A meta-analysis  included 14 studies reporting on 11 599 IUI cycles in patients with various types of subfertility and showed that the pregnancy rates increased from 8.4% to 15% with COS when multifollicular growth was achieved as compared to monofollicular stimulation, and the multiple pregnancy rates increased from 3.7% to 17% per conceived cycle. Compared with monofollicular growth, when stimulating two, three, and four follicles, the pregnancy rates increased by 5, 8, and 8%, while the risk of multiple pregnancies increased by 6, 14, and 10%, respectively. Those authors advocated that IUI with COS should not aim for more than two stimulated follicles; one stimulated follicle should be the goal if safety is the primary concern, whereas two follicles may be acceptable after careful patient counselling. Recently, data from another systematic review and meta-analysis  did not support the routine use of gonadotropins for ovarian stimulation in IUI for women with unexplained infertility, as the increased pregnancy rate is associated with a larger increased risk of multiple gestations.

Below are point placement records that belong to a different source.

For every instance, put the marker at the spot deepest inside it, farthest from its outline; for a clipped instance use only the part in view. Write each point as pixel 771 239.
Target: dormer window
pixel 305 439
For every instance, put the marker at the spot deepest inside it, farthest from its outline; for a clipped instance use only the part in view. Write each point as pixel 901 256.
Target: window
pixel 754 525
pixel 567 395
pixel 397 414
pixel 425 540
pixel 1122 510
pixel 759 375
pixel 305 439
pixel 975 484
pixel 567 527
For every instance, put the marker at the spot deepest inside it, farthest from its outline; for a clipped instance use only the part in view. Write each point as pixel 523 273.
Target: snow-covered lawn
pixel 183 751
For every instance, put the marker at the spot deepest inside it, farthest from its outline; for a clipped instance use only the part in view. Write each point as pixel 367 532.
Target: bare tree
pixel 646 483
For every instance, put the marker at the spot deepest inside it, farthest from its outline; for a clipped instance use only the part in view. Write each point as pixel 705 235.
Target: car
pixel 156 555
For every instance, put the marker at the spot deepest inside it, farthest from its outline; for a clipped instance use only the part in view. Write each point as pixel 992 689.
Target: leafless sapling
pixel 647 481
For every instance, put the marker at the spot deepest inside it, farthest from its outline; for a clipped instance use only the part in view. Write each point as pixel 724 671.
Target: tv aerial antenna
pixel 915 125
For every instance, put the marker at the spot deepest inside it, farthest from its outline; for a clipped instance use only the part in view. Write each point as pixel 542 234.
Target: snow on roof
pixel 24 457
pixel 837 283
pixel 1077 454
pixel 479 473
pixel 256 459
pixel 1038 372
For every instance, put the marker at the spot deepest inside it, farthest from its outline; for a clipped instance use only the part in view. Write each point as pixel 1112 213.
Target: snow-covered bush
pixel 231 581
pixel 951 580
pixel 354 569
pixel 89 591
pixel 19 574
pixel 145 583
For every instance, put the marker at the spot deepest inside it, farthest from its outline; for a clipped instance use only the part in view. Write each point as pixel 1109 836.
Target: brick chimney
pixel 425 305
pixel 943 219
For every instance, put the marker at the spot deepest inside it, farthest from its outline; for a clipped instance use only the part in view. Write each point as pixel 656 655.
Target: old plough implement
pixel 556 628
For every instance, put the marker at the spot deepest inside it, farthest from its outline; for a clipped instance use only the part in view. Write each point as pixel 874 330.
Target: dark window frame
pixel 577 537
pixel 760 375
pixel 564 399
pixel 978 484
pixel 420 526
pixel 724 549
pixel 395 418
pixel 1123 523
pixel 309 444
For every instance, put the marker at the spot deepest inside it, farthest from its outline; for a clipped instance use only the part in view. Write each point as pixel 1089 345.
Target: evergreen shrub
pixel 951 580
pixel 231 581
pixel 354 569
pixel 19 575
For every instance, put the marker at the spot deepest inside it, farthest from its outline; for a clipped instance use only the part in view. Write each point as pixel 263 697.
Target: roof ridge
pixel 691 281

Additionally, Evans et al.  also reported that the mean clinical pregnancy rate per IUI ranged from 13.0% with one mature follicle to 19.6% with five mature follicles. The pregnancy rate increased modestly with the presence of each additional mature follicle (adjusted odds ratio: two follicles vs. one: 1.3, 95% CI 1.2–1.4; three follicles vs. one: 1.4, 95% CI 1.3–1.5; four follicles vs. one: 1.5, 95% CI 1.4–1.7; and five follicles vs. one: 1.6, 95% CI 1.4–1.9). However, a greater significantly increased risk of multiple pregnancies was seen with the presence of each additional mature follicle (adjusted odds ratio: two follicles vs. one: 3.5, 95% CI 2.7–4.4; three follicles vs. one: 5.6, 95% CI 4.4–7.1; four follicles vs. one: 7.2, 95% CI 5.6–9.4, and five follicles vs. one: 8.6, 95% CI 6.2–11.8). There was only a 1.9% increase in singleton pregnancies per IUI regardless of mature follicle number (from 12.4% with one follicle to 14.3% with five follicles).
Compared with singleton pregnancies, multiple pregnancies are associated with many pregnancy complications, which is unacceptable . Therefore, the aim of fertility treatment is shifting from focusing on the pregnancy rate to the birth of healthy singletons .
Our study had several limitations. First, the retrospective nature of our study might have led to potential inherent bias. In addition, we only included cycles in which IUI was performed. Cycles with more than three dominant follicles ≥16 mm were cancelled in all groups and were not included in this study. The data from these cycles may favour IUI with COS. Finally, the time span of this study was 10 years, which means the diagnostic criteria about male infertility changed, since the WHO manual (5th version) is widely used as a source of standard methodology for semen collection, analysis, and preparation. However, other elements of the IUI practice did not change. We also performed an analysis stratified for different criteria to eliminate the potential influence on the results as much as possible.